Friday, October 29, 2010

Chelsea: The Best Show in Town

If you're headed for the Chelsea gallery district in New York, as we were yesterday morning, here's a great way to go: get yourself to the 14th Street subway station and walk west on 14th to 10th Avenue, where you'll find stairs leading up to the wonderful High Line Park, recently reclaimed from an old elevated railway line that ran up the west side of the city, above the traffic. The steel railroad tracks are still visible among the plants and grasses and small trees that line the boardwalk...

... high above street level and the city's constant roar, and you're offered fine views of the river and the city below. Here's a glimpse of the Empire State Building...

You end up, currently, at the lower end of the gallery district, at 20th Street, where there's a charming piece of entropic art by Valerie Hagerty.

But work continues on a northward extension of the path, just visible through the chain link fence.

Now you're going to have to forgive me for a rave. We saw a great deal of art in Chelsea, much of it ho-hum, some of it more appealing to the eye and mind. But I'm choosing to ignore the rest and write about the Best Show in Town. (Well, I have to admit I haven't seen them all, and a good number of the big-name galleries were closed for installation. But I'm choosing to call this the Best Show in Town.)

It's at the Jack Shainman Gallery, and the artist is a Cuban named Yoan Capote. The show's title is "Mental States." The first work we encounter is a massive seascape in stark, deeply impasto'ed black and white...

(The decent images come courtesy of the gallery; the crummy ones are mine)

Gaze at it for a while, approach it a little more closely, and you discover that what you thought were thick swaths of black paint are actually densely massed barbed fish hooks. Suddenly, the huge painting becomes not merely beautiful, but dangerous.

Though epic in scale, this is poetic work which relies heavily on the richly associative quality of metaphor. (I'm reminded very much of the tradition of magical realism in Latin-American literature--a tradition also evident in Latino art of recent years.) The next work we come across in Capote's show is a crude representation of the Stars and Stripes, created out of bricks and mortar. A parallel pair of videos...

... allow us to watch its creation, cut out as a rectangular window from a wall that opens out to a view of a blue stretch of ocean, and we realize that this work is not only an object of seductive beauty in itself, but also a poignant reminder of the split between the United States and the tiny island so few miles off its coast; the flag embodies not only the spirit of freedom, but also its denial--a poignant symbol of the wall that seals off access to the promise.

That promise is evoked again in Capote's large-scale fish-hook paintings of New York.


Though he lives in Cuba today, the artist experienced first-hand the siren call of the Big Apple on a visit a few years ago, and these paintings powerfully suggest both its seductions and its dangers for an artist--and an immigrant.
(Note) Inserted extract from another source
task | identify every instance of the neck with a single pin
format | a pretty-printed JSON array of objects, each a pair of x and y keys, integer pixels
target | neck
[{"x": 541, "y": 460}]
The barb of the hook is unmistakable.

It is said that all art is political. If you take the time to think it through, the politics of Capote's art range from international issues of freedom, world capitalism and the history of colonialism to the personal and sexual, and its themes are as evident in the objects he creates as in his paintings. Compare, for example, the massive "Status Quo"...

... to the more modestly-scaled "Beautiful People."
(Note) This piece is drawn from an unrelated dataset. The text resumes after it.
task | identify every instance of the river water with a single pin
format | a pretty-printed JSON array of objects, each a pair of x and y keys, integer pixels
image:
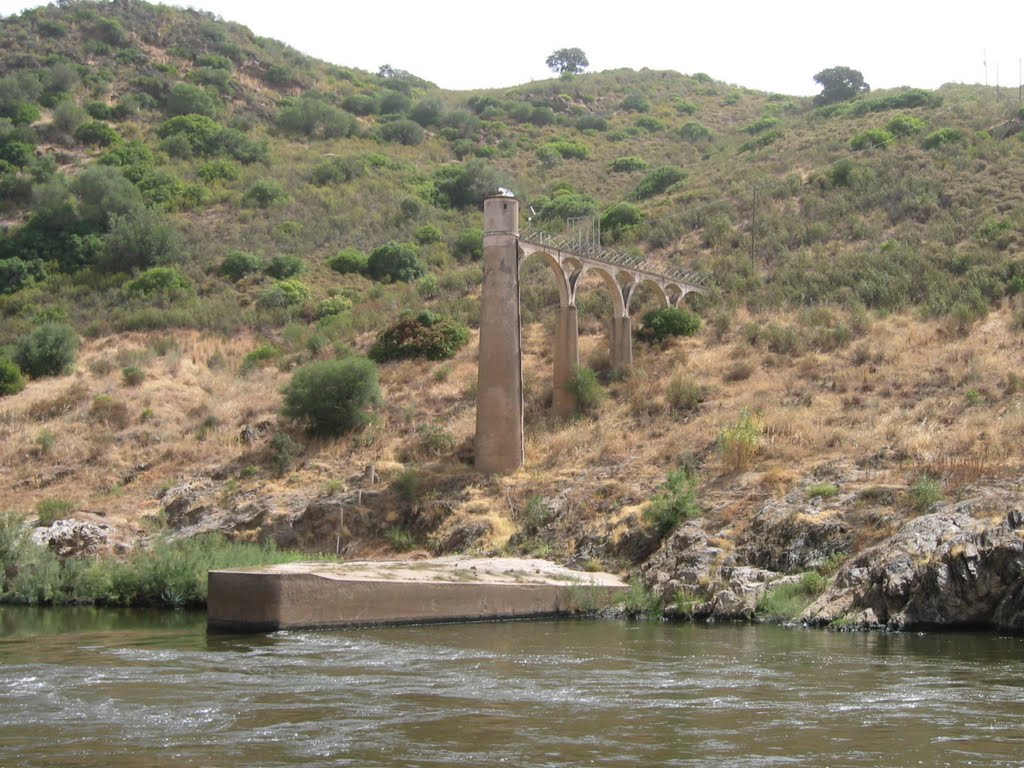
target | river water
[{"x": 86, "y": 687}]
The former, despite its avoirdupois and its seriousness of intention, is a rather humorous indictment of social injustice and inequality, in which the scale of the ordinary, dull bronze is heavily outweighed by its huge, polished golden counterpart. "Beautiful People", when closed, evokes the serene minimalist aesthetic of a Donald Judd...

Opened up, it delights in every form of sexual penetration know to the human species...

The politics of human sexuality is pursued in secrecy, beneath the polished veneer of respectability. (Pornography, by the way, is strictly censored by the political authorities in Cuba.) Capote is not afraid to have fun with his subversions.

I love the way Capote is able to make art that is at once beautiful to look at, radically simple in its compression of idea and image, and radically complex in associative meanings. It's the kind of art that compels you to keep looking even when you think you've got the message, whose presence is a reminder of the best of which we humans are capable. The exquisitely carved pair of sneakers in Carrera marble is at once a humorous commentary on the pretensions of art history, the "market" and the "value" of art, and finally nothing more than an admirable, beautiful and seductive object in itself.

(This image should be white, white, white!)

If ever I saw a "museum-quality" show in a commercial gallery, this one is it. It is extraordinary not only in its range, depth and scale, but also in the quality of the artist's workmanship and the passion of his ideas. If I had any influence with museum curators, I'd say, Take note!